Earlier in his career, Peter held roles at CIT Group and Commerzbank, managing capital markets teams delivering interest rate and foreign exchange risk management solutions and overseeing asset/liability management across multiple markets.

Featured Sessions

Thursday, March 19, 2026
4:05 pm

While TradFi and crypto leaders seek regulatory “clarity,” that alone isn’t enough, particularly for financial institutions. As tokenization, on-chain settlement, and programmable finance move from pilots to production, the crucial factor for TradFi leaders will be their execution capability: operating models, talent authority, cultural readiness, and strategic clarity that allow them to establish durable, profitable positions in the native conditions of on-chain finance over the next three years.

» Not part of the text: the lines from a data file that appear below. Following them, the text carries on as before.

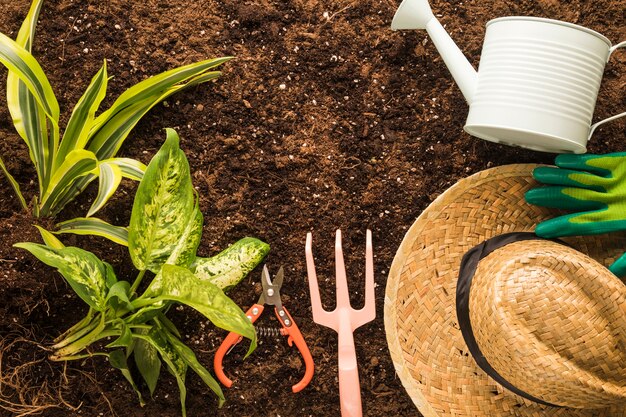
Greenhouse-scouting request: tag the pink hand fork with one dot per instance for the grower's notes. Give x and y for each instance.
(344, 320)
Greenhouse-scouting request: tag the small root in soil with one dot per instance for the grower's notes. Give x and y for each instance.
(25, 377)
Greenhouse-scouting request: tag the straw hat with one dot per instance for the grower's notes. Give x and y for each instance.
(546, 320)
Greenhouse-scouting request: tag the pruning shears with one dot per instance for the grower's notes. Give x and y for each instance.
(269, 296)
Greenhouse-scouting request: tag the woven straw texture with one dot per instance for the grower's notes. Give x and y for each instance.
(424, 339)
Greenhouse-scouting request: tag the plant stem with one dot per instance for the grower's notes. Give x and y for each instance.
(70, 338)
(84, 341)
(82, 323)
(133, 288)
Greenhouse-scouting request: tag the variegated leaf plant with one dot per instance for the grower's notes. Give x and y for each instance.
(162, 238)
(87, 150)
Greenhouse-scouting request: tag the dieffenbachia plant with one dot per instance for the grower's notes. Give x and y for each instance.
(66, 164)
(163, 236)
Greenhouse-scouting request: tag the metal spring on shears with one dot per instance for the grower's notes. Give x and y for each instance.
(270, 331)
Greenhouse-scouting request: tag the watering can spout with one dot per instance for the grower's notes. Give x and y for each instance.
(417, 14)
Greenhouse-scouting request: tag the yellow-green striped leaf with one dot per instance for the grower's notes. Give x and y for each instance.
(85, 273)
(21, 62)
(111, 135)
(156, 85)
(78, 162)
(176, 283)
(131, 168)
(79, 125)
(49, 239)
(28, 116)
(229, 267)
(94, 227)
(14, 184)
(184, 252)
(163, 207)
(109, 177)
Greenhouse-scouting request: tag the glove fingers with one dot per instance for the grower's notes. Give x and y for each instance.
(567, 198)
(579, 163)
(568, 177)
(573, 225)
(619, 267)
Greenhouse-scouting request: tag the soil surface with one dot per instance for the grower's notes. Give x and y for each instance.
(326, 119)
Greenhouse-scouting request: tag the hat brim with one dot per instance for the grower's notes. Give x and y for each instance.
(425, 342)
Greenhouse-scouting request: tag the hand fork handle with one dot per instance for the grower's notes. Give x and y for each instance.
(349, 385)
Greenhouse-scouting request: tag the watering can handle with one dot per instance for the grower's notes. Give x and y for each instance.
(617, 116)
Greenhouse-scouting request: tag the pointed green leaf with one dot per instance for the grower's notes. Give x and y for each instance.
(28, 115)
(110, 278)
(230, 266)
(116, 125)
(118, 297)
(78, 128)
(21, 62)
(181, 285)
(49, 239)
(175, 364)
(163, 207)
(27, 31)
(14, 184)
(167, 323)
(131, 168)
(94, 227)
(110, 176)
(156, 85)
(148, 362)
(184, 252)
(190, 359)
(85, 273)
(117, 358)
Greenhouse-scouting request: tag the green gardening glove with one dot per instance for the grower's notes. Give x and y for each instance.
(594, 187)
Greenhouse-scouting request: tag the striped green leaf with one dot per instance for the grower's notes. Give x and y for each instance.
(230, 266)
(176, 283)
(94, 227)
(187, 355)
(117, 359)
(175, 364)
(109, 177)
(184, 252)
(79, 125)
(147, 361)
(21, 62)
(163, 207)
(85, 273)
(109, 137)
(156, 86)
(131, 168)
(49, 239)
(14, 184)
(78, 163)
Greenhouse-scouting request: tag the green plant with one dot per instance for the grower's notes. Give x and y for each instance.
(66, 165)
(163, 236)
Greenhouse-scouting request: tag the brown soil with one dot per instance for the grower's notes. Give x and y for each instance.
(327, 119)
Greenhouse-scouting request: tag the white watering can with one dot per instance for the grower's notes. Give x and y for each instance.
(537, 82)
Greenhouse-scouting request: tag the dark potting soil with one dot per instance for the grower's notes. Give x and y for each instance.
(326, 119)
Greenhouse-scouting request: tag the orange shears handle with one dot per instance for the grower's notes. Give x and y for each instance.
(231, 340)
(296, 337)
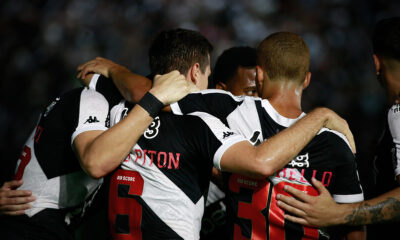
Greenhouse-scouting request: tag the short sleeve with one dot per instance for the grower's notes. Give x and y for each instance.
(106, 87)
(346, 188)
(394, 127)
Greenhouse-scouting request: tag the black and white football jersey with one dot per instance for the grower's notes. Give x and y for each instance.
(252, 202)
(394, 127)
(48, 165)
(158, 192)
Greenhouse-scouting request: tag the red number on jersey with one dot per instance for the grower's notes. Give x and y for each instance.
(25, 158)
(123, 186)
(264, 213)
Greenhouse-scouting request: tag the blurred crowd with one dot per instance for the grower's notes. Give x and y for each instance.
(42, 43)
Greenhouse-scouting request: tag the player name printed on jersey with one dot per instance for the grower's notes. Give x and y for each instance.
(251, 203)
(169, 160)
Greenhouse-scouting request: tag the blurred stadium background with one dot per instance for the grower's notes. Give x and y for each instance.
(42, 43)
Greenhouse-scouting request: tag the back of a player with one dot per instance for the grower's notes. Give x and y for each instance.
(158, 191)
(50, 169)
(252, 208)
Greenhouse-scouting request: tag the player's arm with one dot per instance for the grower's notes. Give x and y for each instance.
(323, 211)
(101, 152)
(12, 201)
(131, 86)
(394, 127)
(273, 154)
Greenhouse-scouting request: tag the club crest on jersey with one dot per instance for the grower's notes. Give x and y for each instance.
(50, 107)
(91, 119)
(300, 161)
(152, 130)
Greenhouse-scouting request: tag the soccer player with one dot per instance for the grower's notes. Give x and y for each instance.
(234, 71)
(283, 63)
(50, 169)
(163, 180)
(321, 210)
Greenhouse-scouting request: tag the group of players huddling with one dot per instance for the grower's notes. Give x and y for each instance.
(154, 143)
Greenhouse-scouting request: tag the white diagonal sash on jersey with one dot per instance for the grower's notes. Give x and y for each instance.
(166, 199)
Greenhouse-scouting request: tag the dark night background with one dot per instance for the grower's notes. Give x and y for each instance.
(42, 43)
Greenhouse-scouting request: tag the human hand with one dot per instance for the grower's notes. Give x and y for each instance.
(309, 210)
(171, 87)
(14, 202)
(98, 65)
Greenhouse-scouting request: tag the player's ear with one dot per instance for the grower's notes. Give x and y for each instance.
(377, 64)
(307, 80)
(221, 85)
(194, 72)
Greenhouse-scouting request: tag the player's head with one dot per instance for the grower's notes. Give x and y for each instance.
(386, 45)
(184, 50)
(283, 57)
(235, 71)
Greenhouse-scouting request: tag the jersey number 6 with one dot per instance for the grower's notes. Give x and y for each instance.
(125, 212)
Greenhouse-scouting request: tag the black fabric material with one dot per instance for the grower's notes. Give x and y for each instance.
(151, 104)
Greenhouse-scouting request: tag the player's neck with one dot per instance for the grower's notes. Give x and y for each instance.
(393, 85)
(285, 99)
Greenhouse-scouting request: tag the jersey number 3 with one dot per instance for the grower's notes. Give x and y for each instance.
(125, 212)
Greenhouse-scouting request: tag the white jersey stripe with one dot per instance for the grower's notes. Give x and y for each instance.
(166, 199)
(351, 198)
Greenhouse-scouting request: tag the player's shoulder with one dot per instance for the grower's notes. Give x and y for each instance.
(394, 112)
(335, 140)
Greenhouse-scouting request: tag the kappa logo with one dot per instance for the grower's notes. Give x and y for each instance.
(396, 108)
(152, 130)
(91, 119)
(254, 139)
(226, 134)
(300, 161)
(51, 106)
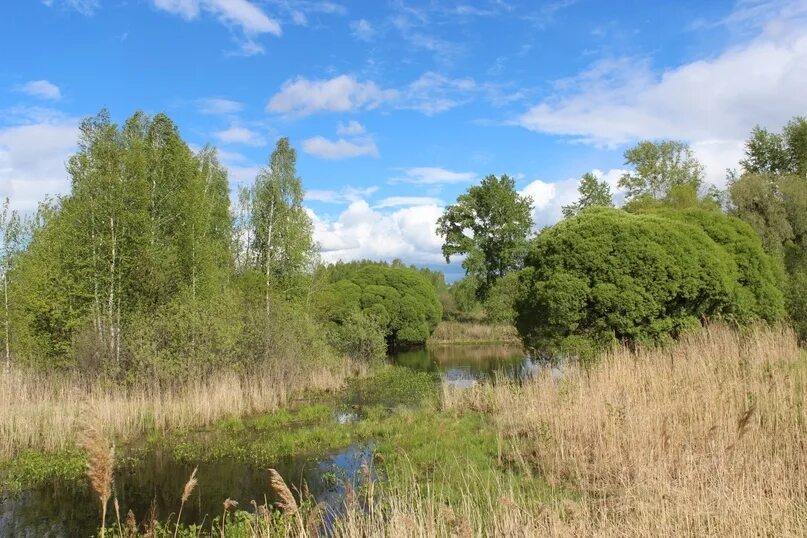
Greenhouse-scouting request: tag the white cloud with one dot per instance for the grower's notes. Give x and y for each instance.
(342, 196)
(33, 157)
(85, 7)
(324, 148)
(350, 128)
(363, 29)
(243, 14)
(237, 134)
(218, 106)
(433, 93)
(187, 9)
(340, 94)
(433, 175)
(362, 232)
(713, 103)
(548, 198)
(397, 201)
(41, 88)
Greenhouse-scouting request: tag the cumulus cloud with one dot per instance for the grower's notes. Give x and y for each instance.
(548, 198)
(302, 97)
(33, 154)
(321, 147)
(433, 175)
(363, 232)
(712, 103)
(237, 134)
(218, 106)
(41, 88)
(362, 29)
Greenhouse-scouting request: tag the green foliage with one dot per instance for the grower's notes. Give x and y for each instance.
(771, 196)
(489, 224)
(359, 336)
(593, 193)
(658, 167)
(400, 300)
(607, 275)
(500, 304)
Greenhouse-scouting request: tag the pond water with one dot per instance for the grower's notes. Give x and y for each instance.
(71, 510)
(466, 365)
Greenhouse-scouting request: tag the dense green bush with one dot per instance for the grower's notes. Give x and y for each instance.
(400, 299)
(607, 275)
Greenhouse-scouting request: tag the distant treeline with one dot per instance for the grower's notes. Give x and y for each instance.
(145, 270)
(674, 256)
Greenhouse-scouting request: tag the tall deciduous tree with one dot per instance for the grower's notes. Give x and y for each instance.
(593, 193)
(489, 224)
(659, 167)
(282, 240)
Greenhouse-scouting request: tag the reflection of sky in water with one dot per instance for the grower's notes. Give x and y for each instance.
(465, 366)
(71, 510)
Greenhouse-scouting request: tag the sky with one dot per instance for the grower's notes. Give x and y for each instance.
(396, 108)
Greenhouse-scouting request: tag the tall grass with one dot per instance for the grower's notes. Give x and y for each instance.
(43, 411)
(707, 438)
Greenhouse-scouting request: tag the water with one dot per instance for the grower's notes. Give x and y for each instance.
(464, 366)
(71, 510)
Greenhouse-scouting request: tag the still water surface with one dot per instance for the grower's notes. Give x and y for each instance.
(71, 510)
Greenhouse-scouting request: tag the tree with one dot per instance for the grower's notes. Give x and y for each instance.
(282, 237)
(592, 193)
(11, 235)
(489, 224)
(400, 299)
(607, 276)
(658, 167)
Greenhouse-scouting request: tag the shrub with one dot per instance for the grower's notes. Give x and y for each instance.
(400, 299)
(607, 276)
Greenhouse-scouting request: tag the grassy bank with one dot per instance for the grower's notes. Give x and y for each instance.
(471, 332)
(702, 439)
(44, 412)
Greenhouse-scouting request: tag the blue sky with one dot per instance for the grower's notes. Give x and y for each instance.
(397, 107)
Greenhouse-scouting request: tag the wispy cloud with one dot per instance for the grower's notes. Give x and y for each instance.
(242, 14)
(218, 106)
(237, 134)
(344, 195)
(433, 175)
(302, 97)
(398, 201)
(41, 88)
(324, 148)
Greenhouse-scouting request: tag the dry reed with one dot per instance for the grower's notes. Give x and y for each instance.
(42, 411)
(100, 463)
(706, 438)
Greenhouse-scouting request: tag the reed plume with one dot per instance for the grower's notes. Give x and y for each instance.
(287, 503)
(229, 504)
(186, 494)
(100, 461)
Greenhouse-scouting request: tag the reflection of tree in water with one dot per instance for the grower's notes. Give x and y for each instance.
(70, 509)
(472, 362)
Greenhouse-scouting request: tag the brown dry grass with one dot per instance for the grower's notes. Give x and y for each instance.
(708, 438)
(43, 411)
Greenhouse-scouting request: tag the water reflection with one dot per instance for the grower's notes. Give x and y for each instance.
(464, 366)
(60, 510)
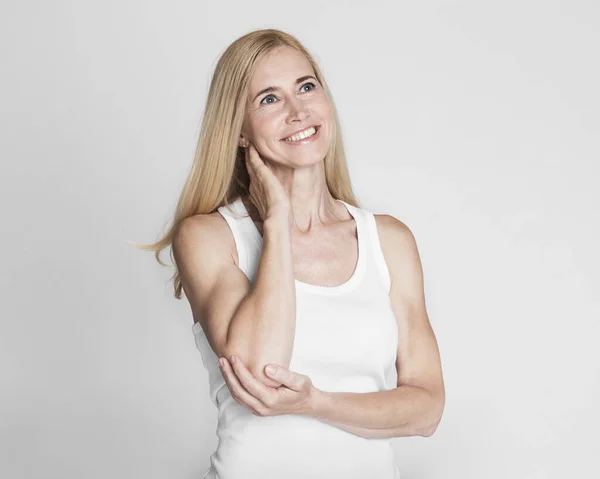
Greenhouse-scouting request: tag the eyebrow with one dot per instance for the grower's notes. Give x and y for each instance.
(274, 88)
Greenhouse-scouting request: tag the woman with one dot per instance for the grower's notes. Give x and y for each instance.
(282, 268)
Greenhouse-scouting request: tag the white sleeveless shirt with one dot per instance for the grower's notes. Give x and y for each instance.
(346, 340)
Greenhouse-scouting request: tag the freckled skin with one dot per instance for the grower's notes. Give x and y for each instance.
(275, 115)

The panel discussion will focus on what must change inside traditional financial firms to compete with native on-chain players and fast-moving incumbents, including:

  • What changes once regulatory “permission” is no longer the bottleneck?
  • Which firms are still hiding behind regulatory uncertainty as an excuse for inaction?
  • How much regulatory clarity is enough to move real capital on-chain?
  • Why quarterly roadmaps fail in 24/7, real-time markets.
  • What has to break (processes, controls, approvals) to ship on-chain products.
  • Can TradFi genuinely iterate in public — and should it?
  • Why crypto expertise without decision-making power doesn’t execute.
  • Where TradFi org charts quietly kill on-chain momentum.
  • What governance models actually work for on-chain business lines.
  • Why “digital asset divisions” often become organizational dead ends.
  • How treasury, risk, compliance, and ops must change for atomic settlement.
  • When permissioned chains help — and when they slow you down.
  • How on-chain transparency changes risk management and reputation.
  • Why do you exist on-chain? Issuer, liquidity provider, infrastructure, risk wrapper—pick one.
  • Why “tokenization strategy” is not a business model.
  • How native players are defining the rules faster than incumbents.
  • What will be considered a failed digital asset strategy in hindsight?